How to record and OTO an Arpasing voicebank

  1. Kiyoteru
    Kanru Hua has formally released Moresampler 0.8.0 and the Arpasing standard for English UTAU voicebanks. You can read about it on his website at these links.
    https://webhost.engr.illinois.edu/~khua5/index.php/2017/02/24/moresampler-0-8-0-release/
    https://webhost.engr.illinois.edu/~...6/introducing-arpasing-for-english-utauloids/

    This tutorial will explain how to record and OTO an Arpasing bank yourself.

    While you can use whatever you like to record, it will be much, much easier to use OREMO. If you're currently unfamiliar with how to use it, see this as an opportunity to learn how. If you plan to do sample processing, you'll have to do it after recording. If you're on Mac, download the wine wrapped version here! http://utaforum.net/resources/utau-dev-tools-for-mac.165/

    To begin, go to this directory, and download the zip for Kanru Hua's default reclist: http://utaforum.net/resources/arpasing-reclist-directory.299/
    This folder contains the reclist, OREMO comment file, and index file.
    The reclist is simply for the file names, which are numbers 0 through 219.
    The OREMO comment file allows you to see the actual phonemes that correspond with each number.
    The index file is for moresampler to reference when generating the OTO.

    In OREMO, open reclist.txt as the reclist.

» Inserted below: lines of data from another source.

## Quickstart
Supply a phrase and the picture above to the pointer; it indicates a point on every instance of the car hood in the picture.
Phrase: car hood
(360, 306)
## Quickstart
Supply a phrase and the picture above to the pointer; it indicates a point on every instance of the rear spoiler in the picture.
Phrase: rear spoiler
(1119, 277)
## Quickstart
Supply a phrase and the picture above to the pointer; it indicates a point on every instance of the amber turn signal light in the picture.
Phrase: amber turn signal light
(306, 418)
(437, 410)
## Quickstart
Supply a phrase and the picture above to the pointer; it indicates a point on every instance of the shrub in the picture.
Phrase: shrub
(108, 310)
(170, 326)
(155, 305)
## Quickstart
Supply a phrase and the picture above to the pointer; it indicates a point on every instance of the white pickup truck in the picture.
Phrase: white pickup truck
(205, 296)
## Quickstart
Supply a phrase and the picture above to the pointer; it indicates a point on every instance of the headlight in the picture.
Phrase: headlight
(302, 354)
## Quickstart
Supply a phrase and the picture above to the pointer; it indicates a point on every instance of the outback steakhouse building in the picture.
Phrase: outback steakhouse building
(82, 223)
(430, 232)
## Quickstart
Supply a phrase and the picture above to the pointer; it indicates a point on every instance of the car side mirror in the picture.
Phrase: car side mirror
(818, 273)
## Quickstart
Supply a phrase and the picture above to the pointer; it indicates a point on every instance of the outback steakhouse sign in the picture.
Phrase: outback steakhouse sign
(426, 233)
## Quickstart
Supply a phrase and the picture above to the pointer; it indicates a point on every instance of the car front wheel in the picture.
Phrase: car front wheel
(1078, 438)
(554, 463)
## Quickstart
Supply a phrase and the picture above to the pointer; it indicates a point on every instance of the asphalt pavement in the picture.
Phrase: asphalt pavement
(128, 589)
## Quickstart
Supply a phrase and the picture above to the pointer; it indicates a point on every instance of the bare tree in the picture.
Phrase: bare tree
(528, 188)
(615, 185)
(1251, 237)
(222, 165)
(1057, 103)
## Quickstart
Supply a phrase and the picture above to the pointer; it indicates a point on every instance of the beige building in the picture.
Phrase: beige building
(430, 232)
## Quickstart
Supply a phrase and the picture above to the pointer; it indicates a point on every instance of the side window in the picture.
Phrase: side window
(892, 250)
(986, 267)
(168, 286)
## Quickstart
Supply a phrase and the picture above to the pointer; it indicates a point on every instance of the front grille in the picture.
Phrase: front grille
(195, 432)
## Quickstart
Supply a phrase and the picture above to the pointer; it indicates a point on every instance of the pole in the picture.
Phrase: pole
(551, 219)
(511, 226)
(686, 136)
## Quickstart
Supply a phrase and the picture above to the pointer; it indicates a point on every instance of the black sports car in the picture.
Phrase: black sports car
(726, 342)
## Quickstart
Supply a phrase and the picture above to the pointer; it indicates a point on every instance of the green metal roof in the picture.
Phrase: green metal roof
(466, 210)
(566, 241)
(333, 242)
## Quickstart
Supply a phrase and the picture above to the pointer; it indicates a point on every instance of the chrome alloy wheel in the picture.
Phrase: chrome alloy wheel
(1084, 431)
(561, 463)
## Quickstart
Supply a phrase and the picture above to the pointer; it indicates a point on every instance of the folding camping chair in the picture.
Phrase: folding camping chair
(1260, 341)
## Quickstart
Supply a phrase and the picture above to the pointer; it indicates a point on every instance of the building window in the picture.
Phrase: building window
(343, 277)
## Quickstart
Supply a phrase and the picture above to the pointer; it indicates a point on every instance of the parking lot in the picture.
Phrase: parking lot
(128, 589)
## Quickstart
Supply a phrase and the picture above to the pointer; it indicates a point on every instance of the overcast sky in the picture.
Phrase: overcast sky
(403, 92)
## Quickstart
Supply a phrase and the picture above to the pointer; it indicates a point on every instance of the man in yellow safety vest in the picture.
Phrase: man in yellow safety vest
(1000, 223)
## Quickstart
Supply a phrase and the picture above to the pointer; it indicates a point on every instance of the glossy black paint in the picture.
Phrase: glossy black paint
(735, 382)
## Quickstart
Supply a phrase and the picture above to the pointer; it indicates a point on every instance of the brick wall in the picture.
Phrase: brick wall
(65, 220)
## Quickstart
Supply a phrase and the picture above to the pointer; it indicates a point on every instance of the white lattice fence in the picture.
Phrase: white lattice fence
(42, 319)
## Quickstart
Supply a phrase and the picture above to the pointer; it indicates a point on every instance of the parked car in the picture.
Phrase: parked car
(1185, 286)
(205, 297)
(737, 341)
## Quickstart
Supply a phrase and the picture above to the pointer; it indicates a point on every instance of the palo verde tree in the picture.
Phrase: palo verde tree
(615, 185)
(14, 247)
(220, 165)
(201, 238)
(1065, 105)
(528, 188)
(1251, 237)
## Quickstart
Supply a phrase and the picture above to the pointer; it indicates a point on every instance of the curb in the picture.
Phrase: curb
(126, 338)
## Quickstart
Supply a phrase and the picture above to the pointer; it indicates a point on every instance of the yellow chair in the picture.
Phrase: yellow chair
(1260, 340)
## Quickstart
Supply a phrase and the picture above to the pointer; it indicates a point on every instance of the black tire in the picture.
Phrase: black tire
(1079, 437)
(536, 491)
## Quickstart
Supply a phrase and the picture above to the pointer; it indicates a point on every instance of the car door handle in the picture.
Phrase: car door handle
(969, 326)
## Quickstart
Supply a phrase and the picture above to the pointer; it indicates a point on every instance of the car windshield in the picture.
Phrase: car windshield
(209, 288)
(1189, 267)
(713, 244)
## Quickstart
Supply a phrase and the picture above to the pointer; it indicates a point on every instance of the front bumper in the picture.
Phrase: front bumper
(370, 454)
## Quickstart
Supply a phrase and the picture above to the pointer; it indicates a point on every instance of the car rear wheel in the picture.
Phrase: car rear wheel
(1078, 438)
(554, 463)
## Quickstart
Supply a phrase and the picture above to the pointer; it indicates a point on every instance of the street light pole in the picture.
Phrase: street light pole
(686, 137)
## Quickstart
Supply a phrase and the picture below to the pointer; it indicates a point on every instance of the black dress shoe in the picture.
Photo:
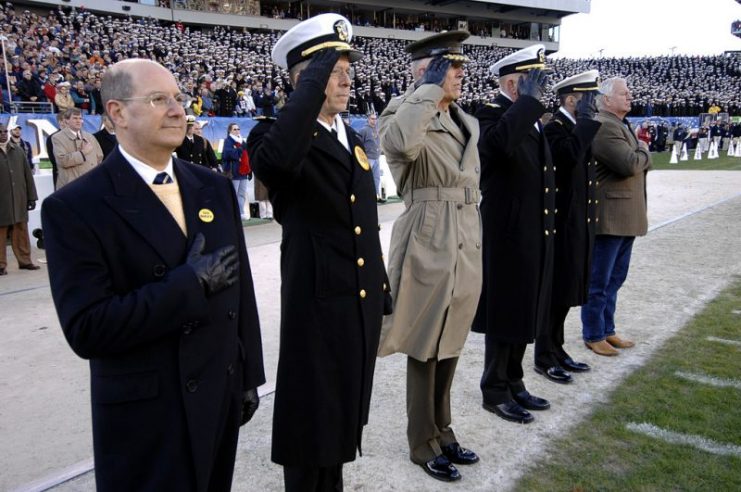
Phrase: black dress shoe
(458, 455)
(511, 411)
(531, 402)
(441, 469)
(555, 374)
(572, 365)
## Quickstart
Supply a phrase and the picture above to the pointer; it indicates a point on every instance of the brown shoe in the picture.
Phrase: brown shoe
(601, 348)
(618, 342)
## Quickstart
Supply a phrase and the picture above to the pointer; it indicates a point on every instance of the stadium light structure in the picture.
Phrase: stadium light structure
(7, 75)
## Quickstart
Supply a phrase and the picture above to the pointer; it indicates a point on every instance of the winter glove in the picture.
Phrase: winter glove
(215, 271)
(320, 67)
(532, 84)
(250, 402)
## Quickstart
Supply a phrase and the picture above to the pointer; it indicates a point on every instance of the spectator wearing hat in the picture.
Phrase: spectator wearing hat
(622, 162)
(517, 210)
(570, 134)
(15, 137)
(193, 148)
(236, 162)
(76, 151)
(17, 197)
(435, 253)
(63, 99)
(334, 289)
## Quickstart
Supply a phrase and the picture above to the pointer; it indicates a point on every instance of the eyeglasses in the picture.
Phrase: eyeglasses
(162, 100)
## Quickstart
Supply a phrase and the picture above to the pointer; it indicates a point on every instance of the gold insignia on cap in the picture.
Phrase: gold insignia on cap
(362, 158)
(205, 215)
(341, 29)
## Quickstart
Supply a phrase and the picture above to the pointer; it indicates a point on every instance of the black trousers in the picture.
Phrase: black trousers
(549, 344)
(502, 376)
(313, 478)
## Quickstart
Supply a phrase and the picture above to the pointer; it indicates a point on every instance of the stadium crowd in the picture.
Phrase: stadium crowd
(59, 56)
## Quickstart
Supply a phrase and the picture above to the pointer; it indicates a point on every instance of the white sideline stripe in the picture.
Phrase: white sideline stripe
(58, 478)
(692, 212)
(724, 341)
(709, 380)
(695, 441)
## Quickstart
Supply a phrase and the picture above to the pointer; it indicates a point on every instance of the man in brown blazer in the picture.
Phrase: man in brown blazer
(75, 150)
(622, 162)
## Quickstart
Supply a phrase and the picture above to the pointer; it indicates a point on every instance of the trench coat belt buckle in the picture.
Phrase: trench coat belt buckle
(439, 194)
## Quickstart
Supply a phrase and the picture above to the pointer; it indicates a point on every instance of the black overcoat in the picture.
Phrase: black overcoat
(570, 146)
(164, 358)
(517, 211)
(334, 284)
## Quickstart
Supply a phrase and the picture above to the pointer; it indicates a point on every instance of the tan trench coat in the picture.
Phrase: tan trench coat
(435, 255)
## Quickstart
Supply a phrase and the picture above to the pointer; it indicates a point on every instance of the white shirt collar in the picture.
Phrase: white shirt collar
(568, 115)
(147, 172)
(339, 126)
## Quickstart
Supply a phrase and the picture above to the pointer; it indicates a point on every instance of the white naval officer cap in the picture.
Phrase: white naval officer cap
(520, 61)
(306, 38)
(581, 82)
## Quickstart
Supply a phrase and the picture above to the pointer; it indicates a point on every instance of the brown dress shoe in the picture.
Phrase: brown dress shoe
(601, 348)
(618, 342)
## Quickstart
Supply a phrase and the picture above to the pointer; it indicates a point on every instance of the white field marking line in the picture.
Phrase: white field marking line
(709, 380)
(692, 212)
(699, 442)
(724, 341)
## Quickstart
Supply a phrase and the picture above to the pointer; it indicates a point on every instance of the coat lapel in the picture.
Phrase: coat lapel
(137, 205)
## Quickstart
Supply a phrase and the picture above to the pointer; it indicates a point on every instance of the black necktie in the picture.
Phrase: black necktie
(162, 178)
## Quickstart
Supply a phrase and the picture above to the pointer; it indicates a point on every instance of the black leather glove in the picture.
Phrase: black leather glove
(435, 72)
(250, 402)
(320, 67)
(532, 84)
(587, 106)
(215, 271)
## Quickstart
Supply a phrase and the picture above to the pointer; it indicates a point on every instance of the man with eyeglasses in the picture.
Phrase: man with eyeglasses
(151, 281)
(334, 288)
(75, 150)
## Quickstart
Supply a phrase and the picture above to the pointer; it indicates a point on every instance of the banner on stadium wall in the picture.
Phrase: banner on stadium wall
(37, 127)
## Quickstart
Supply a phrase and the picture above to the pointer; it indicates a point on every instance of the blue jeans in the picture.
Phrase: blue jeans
(610, 261)
(240, 188)
(376, 168)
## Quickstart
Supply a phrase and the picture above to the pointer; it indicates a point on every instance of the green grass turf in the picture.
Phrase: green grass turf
(602, 455)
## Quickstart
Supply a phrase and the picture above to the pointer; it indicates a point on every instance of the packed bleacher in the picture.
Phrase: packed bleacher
(56, 58)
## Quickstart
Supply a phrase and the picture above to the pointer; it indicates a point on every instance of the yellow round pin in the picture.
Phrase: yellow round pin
(362, 158)
(205, 215)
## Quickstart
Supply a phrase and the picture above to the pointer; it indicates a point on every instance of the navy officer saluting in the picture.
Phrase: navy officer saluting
(334, 286)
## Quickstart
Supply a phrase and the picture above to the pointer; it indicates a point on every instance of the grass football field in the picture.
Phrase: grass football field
(674, 424)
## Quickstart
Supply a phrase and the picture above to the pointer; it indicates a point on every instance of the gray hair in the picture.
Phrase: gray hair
(606, 88)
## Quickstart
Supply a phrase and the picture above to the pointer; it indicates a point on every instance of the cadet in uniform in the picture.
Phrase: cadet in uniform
(517, 209)
(334, 286)
(435, 256)
(570, 134)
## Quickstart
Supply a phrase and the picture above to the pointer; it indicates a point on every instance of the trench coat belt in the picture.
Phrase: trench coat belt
(440, 194)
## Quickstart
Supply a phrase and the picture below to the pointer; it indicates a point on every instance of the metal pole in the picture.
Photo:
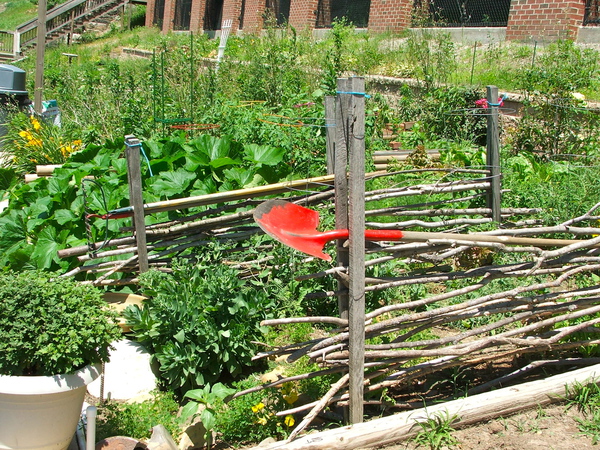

Click on the bottom bar to set the destination folder as "arpasing". This will load up the corresponding comment file so that you can record.

    You can record with or without guideBGM. If you want to use guideBGM, I recommend using a short one made for CVVC reclists, such as the CVVChinese BGMs or the VCCV English BGMs.

    The comment file will tell you how to pronounce it precisely in arpabet, and approximately in words. This short article will explain how to read and pronounce arpabet. https://en.wikipedia.org/wiki/Arpabet It's actually pretty straightforward!
    The words are just a rough guide. Remember, other than the first few vowel strings, each string only has 1 type of vowel. All three syllables will rhyme.

    Sing the 3 syllables consecutively, as if recording VCV. If at any point there is a "q" in the phonetics (or an apostrophe in the words) it means a brief pause (a glottal stop).
    For reference, you can download this voicebank to hear how it's recorded. https://vocalsynth.cloud/t0

    FOR MULTIPITCH: In the main voicebank folder, there must be a pitch that has no suffixes in the OTO. All other pitches with suffixes should be in their own subfolders. Don't add suffixes to the file names, or else the index.csv will be incompatible.

    Onto OTOing! Simply drag and drop the folder onto moresampler.exe to do so.
    Enter 3 to choose arpasing, then y or yes to keep duplicates. You can also choose whether or not to include a suffix. It's not possible to use characters such as arrows or kanji, so you will have to use suffixes such as "S" or "A#3".

    This is where I have to say sorry to the fellow Mac users out there- to do the same thing, you must run wine through the terminal, and this process is far too troublesome for the average user. Transfer your files to a windows computer or ask a friend for help to generate it.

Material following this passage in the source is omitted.